As shown in fig. 11, the device 1100 includes a Central Processing Unit (CPU)1101, which can perform various appropriate actions and processes in accordance with a program stored in a Read Only Memory (ROM)1102 or a program loaded from a storage section 1108 into a Random Access Memory (RAM) 1103. In the RAM 1103, various programs and data necessary for the operation of the device 1100 are also stored. The CPU1101, ROM 1102, and RAM 1103 are connected to each other by a bus 1104. An input/output (I/O) interface 1105 is also connected to bus 1104.

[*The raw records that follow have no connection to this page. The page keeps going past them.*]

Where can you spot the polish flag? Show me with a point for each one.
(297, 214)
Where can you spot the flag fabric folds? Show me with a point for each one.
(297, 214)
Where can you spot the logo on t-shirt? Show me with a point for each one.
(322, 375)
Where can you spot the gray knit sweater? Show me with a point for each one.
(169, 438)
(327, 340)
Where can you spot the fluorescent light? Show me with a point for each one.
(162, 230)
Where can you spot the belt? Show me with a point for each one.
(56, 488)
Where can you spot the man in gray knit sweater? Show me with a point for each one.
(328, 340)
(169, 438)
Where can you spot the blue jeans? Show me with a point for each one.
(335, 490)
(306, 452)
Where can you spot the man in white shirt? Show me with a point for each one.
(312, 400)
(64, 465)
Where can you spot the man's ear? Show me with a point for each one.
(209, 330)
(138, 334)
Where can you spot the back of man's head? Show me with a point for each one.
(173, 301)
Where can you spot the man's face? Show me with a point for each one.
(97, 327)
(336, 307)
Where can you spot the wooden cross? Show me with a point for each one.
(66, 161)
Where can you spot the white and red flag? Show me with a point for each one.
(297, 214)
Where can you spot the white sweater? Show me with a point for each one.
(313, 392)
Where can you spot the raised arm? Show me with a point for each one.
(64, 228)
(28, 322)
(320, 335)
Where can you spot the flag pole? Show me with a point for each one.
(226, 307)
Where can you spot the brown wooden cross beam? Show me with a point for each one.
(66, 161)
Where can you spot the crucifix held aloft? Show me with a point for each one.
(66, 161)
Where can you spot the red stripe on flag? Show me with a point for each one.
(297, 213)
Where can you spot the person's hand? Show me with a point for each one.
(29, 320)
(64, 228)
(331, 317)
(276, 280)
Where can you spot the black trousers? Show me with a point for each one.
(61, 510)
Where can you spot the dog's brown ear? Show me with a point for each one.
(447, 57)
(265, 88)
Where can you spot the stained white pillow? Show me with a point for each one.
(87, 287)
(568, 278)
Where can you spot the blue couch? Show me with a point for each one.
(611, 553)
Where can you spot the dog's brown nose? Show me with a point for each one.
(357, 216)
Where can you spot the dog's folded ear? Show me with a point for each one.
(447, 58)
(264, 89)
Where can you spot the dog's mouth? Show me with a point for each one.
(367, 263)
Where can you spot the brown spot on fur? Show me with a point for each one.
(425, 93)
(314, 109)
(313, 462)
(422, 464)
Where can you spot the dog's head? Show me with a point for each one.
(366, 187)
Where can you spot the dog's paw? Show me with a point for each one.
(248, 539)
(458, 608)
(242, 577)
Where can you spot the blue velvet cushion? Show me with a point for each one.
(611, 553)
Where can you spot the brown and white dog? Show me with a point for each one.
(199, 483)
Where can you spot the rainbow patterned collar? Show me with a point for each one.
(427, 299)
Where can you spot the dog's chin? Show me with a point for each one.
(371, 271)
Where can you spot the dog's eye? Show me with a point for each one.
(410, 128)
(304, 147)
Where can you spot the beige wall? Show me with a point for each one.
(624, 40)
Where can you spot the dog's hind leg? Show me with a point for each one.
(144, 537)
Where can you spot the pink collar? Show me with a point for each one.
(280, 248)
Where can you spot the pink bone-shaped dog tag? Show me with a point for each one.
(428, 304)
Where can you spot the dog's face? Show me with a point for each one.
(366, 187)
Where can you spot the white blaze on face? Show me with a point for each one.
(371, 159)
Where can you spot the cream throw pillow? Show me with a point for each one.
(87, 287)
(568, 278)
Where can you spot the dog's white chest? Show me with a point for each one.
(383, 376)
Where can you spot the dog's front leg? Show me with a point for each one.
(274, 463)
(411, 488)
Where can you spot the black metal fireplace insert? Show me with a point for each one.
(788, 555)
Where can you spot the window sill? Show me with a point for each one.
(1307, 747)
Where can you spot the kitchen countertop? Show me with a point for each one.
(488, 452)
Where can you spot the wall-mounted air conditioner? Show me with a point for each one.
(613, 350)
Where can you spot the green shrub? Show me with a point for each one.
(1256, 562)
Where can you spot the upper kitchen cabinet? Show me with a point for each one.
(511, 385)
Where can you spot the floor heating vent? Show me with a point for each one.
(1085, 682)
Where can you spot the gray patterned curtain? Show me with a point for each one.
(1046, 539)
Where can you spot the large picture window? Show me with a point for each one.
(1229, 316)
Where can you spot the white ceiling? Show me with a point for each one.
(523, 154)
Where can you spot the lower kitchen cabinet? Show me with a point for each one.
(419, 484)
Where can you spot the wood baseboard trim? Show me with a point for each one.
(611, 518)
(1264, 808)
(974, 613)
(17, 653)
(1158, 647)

The following components are connected to the I/O interface 1105: an input portion 1106 including a keyboard, mouse, and the like; an output portion 1107 including a signal output unit such as a Cathode Ray Tube (CRT), a Liquid Crystal Display (LCD), and a speaker; a storage section 1108 including a hard disk and the like; and a communication section 1109 including a network interface card such as a LAN card, a modem, or the like. The communication section 1109 performs communication processing via a network such as the internet. A driver 1110 is also connected to the I/O interface 1105 as necessary. A removable medium 1111 such as a magnetic disk, an optical disk, a magneto-optical disk, a semiconductor memory, or the like is mounted on the drive 1110 as necessary, so that a computer program read out therefrom is mounted into the storage section 1108 as necessary.
In particular, according to an embodiment of the present disclosure, the processes described above with reference to the flowcharts may be implemented as computer software programs. For example, embodiments of the present disclosure include a computer program product comprising a computer program embodied on a computer readable medium, the computer program comprising program code for performing the method illustrated in the flow chart. In such an embodiment, the computer program may be downloaded and installed from a network through the communication portion 1109 and/or installed from the removable medium 1111. The above-described functions defined in the system of the present disclosure are executed when the computer program is executed by a Central Processing Unit (CPU) 1101.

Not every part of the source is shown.